Together with privately held Protected Vehicles, a company run by Force Protection founder Garth Barrett, Oshkosh has already won a contract to supply the U.S. military with 100 Category I MRAP vehicles. But Oshkosh hopes to start selling the military some heavier -- and more expensive -- Category II vehicles as well.
Thus, Oshkosh has offered up its Category II Bushmaster for review. Alternatively, Oshkosh could choose to further capitalize on its partnership with Protected Vehicles and help supply that company's Category II Golans instead.
Earlier this month,
Defense Industry Daily
singled out the Golan for its unique capability to protect soldiers from "explosively formed penetrators" -- now viewed as even bigger threats than the improvised explosive devices that other MRAP vehicles effectively shield.
Protected Vehicles has, by itself, fielded an MRAP order for 60 Golans already. But the company foresees calls for additional Golans that it could use some help supplying.
"We would obviously like to have a partner," Barrett told
last week. "We can use Oshkosh; that's part of
the contract. But that's not definite at the moment."
Protected Vehicles is watching to see if Oshkosh lands a Category II contract of its own. Meanwhile, the company is busy making preparations for the new MRAP business that could soon come its way.

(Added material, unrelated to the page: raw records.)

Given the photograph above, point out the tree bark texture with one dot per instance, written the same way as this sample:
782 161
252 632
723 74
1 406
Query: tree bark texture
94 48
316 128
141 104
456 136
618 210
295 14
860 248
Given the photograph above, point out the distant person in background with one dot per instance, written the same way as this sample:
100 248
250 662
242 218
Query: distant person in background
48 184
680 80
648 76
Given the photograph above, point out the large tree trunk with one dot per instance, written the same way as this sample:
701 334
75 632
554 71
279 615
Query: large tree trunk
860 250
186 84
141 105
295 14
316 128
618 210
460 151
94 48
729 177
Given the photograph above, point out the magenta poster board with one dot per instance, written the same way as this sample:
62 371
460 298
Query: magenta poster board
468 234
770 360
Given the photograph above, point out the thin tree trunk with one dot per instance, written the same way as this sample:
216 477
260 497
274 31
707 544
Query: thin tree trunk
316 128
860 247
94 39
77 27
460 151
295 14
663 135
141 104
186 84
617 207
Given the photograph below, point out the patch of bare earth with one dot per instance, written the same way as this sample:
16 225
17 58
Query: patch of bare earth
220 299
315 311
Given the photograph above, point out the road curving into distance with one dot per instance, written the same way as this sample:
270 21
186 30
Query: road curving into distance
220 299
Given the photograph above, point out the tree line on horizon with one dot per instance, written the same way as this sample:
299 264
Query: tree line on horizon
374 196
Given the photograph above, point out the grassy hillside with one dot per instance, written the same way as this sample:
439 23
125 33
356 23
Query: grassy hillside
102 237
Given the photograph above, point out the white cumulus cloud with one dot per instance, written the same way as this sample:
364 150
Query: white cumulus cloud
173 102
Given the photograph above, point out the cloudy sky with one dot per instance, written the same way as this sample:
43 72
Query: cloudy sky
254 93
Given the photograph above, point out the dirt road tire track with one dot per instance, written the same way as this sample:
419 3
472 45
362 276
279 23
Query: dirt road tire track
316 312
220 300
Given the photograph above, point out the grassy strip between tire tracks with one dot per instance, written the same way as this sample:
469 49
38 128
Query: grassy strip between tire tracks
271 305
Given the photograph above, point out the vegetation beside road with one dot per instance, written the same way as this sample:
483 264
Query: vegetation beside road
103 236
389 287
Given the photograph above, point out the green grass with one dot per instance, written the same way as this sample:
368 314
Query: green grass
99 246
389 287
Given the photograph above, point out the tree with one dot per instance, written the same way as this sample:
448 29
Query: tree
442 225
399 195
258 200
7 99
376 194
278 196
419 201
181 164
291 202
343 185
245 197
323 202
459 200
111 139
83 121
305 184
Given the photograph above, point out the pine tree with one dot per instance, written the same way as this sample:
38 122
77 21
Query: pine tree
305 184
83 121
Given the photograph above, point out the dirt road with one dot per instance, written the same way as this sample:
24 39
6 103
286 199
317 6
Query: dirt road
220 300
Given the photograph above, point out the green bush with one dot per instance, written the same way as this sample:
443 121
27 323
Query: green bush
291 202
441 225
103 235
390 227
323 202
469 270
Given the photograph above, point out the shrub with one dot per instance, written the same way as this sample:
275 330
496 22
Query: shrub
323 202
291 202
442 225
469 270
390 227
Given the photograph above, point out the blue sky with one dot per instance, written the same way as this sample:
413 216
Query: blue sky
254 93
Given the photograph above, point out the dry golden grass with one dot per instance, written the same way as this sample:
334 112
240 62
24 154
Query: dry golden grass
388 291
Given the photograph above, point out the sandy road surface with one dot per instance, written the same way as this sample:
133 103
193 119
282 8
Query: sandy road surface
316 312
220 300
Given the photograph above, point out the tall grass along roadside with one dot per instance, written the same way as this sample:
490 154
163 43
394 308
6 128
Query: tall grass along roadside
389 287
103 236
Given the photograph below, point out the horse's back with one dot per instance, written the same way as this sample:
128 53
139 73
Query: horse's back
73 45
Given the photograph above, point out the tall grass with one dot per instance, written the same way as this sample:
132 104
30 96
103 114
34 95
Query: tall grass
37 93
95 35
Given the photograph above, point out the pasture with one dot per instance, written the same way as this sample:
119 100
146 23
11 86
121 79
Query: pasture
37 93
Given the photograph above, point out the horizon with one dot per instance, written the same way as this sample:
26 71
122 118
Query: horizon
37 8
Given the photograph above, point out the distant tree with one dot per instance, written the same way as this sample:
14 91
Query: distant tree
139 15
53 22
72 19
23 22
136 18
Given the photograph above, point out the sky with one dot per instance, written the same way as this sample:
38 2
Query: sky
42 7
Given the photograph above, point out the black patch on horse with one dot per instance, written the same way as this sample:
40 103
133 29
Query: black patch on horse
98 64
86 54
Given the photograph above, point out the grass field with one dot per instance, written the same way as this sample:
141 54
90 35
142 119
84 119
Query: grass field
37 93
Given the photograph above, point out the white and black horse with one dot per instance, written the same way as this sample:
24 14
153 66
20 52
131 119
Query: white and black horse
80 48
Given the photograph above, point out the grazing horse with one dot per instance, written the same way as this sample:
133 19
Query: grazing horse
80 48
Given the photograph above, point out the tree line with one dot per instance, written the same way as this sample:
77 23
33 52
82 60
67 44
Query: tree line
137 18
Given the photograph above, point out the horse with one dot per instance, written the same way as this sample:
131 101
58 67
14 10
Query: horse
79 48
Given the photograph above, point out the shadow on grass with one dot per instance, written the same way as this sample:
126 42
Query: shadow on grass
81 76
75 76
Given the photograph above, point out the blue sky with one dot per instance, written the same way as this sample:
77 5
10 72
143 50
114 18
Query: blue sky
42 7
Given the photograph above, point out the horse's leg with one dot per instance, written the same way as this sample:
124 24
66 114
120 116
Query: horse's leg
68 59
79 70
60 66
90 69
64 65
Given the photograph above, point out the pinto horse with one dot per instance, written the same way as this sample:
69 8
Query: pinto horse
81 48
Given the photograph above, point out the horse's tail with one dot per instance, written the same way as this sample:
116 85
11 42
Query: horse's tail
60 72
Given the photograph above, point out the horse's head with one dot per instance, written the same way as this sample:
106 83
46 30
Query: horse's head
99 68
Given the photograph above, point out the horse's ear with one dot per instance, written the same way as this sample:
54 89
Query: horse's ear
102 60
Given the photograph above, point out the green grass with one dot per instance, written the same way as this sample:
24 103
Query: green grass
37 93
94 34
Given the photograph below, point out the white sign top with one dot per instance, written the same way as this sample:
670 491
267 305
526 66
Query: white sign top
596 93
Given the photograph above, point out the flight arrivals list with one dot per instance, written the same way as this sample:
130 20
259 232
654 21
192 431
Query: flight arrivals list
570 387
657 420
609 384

In recent months, Protected Vehicles has added hundreds of employees -- including graduates of a welding school that it helps run -- and it is right now seeking to purchase a new building that will allow it to expand beyond the 600,000 square feet it already has.
"We have been putting the infrastructure in place to build serious numbers" of both Category I and Category II vehicles, Barrett explained. "We know the urgency of the need, and we have the desire to meet that need to the fullest extent possible. ... We are poised to supply."
On the surface, at least, nearby Force Protection still displays plenty of confidence itself.
Force Protection's joint venture with General Dynamics has by now scored two large MRAP contracts that, together, are worth more than Navistar's big prize. Under the terms of that partnership, however, Force Protection is entitled to just half the proceeds. Bullish investors had assumed that there would be more to share.
Moreover, critics doubt that Force Protection will land another big order right now and question whether the company could fill it even if it did. They view shares of Force Protection, reflecting orders yet to come, as grossly overvalued, as a result.
Force Protection's outgoing chairman, Frank Kavanaugh, sure has been cashing in. Last month alone, Kavanaugh -- a frequent seller of Force Protection shares -- pocketed $10 million from company stock sales. He executed his last transaction on May 31, when Force Protection peaked just before news of Navistar's surprise award.
Then, with little warning, Kavanaugh suddenly resigned from Force Protection's board at the company's annual shareholder meeting last week. In response, Force Protection celebrated its swelling market value -- which soared from $1 million to more than $1.5 billion during Kavanaugh's reign -- as a "remarkable" achievement on his way out the door.
Going forward, other big investors could start dumping stock as well. Notably, by the end of this month, Force Protection expects to file an overdue registration statement for 13 million shares of stock that it issued in a private placement late last year. Owners of that stock -- including value investors who have seen their shares double already -- should be free to cash out after that happens.
Still, despite his own stock sales, Kavanaugh has promised even better days ahead.
"I look forward to continuing my support of Force Protection as an involved investor," he recently stated. "The organization's leaders are capable of taking Force Protection to new heights."